Lavori fermi sulla Duna di Porto Corsini non per periodo vietato dalle normative ambientali ma perché manca il legname

16 Aprile 2026
duna
Sgomento per il respingimento al TAR della misura cautelare per i lavori già sospesi sulla Duna di Porto Corsini. I lavori infatti sono fermi dal 1 aprile e mancano ancora molti passaggi prima della fine dell’opera, nonostante quanto dichiarato dal Comune sulla stampa: al momento sono stati trivellati sulla duna centinaia di pali in castagno, ma mancano ancora le travi trasversali, il collegamento longitudinale (questi in legno tipo abete), il piano di calpestio in massaranduba – legno esotico delle foreste amazzoniche – e la gettata in “calcestre” per collegare il percorso interno alla Pineta Riserva Naturale dello Stato  con la deviazione sulla Duna, anch’essa Riserva Naturale dello Stato.
 

Lavori fermi sulla Duna di Porto Corsini

Mancano anche i pali con cordino, supponiamo anche questi da trivellare: una nuova variante di recente approvazione. Lavori impattanti e rumorosi, con mezzi meccanici, bobcat, motoseghe e troncatrici, in periodo vietatissimo, per la riproduzione della fauna selvatica e per la fioritura delle specie protette, dopo la distruzione documentata di alcuni esemplari di un’altra specie protetta in piena fioritura. Lavori di cui non esiste alcuna urgenza se non quella, forse, di accaparrarsi i finanziamenti PNRR. L’ambito è quello protettissimo di due “Riserve”, cioè luoghi di proprietà dello Stato italiano, ovvero di tutti i cittadini, riservati esclusivamente alla natura, con le loro regole stringenti. Era convinzione che i lavori fossero stati sospesi propri per questi ovvi motivi. 
 
 

La battaglia non si arresta

Pare invece, come si è appreso, che dopo la posa dei pali, i lavori si siano fermati solo perché si aspetta il legname.

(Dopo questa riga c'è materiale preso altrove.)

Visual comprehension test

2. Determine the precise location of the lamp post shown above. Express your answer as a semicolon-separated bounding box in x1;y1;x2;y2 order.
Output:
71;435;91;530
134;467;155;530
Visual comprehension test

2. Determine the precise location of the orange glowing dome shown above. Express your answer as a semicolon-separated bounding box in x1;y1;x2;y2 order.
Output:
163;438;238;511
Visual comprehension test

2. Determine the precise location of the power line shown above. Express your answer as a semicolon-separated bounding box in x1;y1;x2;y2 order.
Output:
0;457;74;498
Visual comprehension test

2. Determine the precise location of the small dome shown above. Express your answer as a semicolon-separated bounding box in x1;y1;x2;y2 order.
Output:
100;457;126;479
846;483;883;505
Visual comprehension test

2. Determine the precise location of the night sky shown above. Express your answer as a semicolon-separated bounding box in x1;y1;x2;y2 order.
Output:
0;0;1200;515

Secondo il racconto, dunque, ben due tipi di legname (tipo abete e massaranduba) sarebbero in ritardo con le consegne, nonostante i lavori preventivati quantomeno da gennaio e nonostante le due stesse tipologie di legname siano state usate in tutto il Parco Marittimo, e dunque riprenderanno in periodo vietatissimo appena giungeranno i carichi. 
La battaglia per salvare da questa opera dannosa ed inutile la preziosa Duna di Porto Corsini, l’unica riserva non minacciata dall’erosione costiera e dall’innalzamento del cuneo salino della nostra Regione, non si ferma.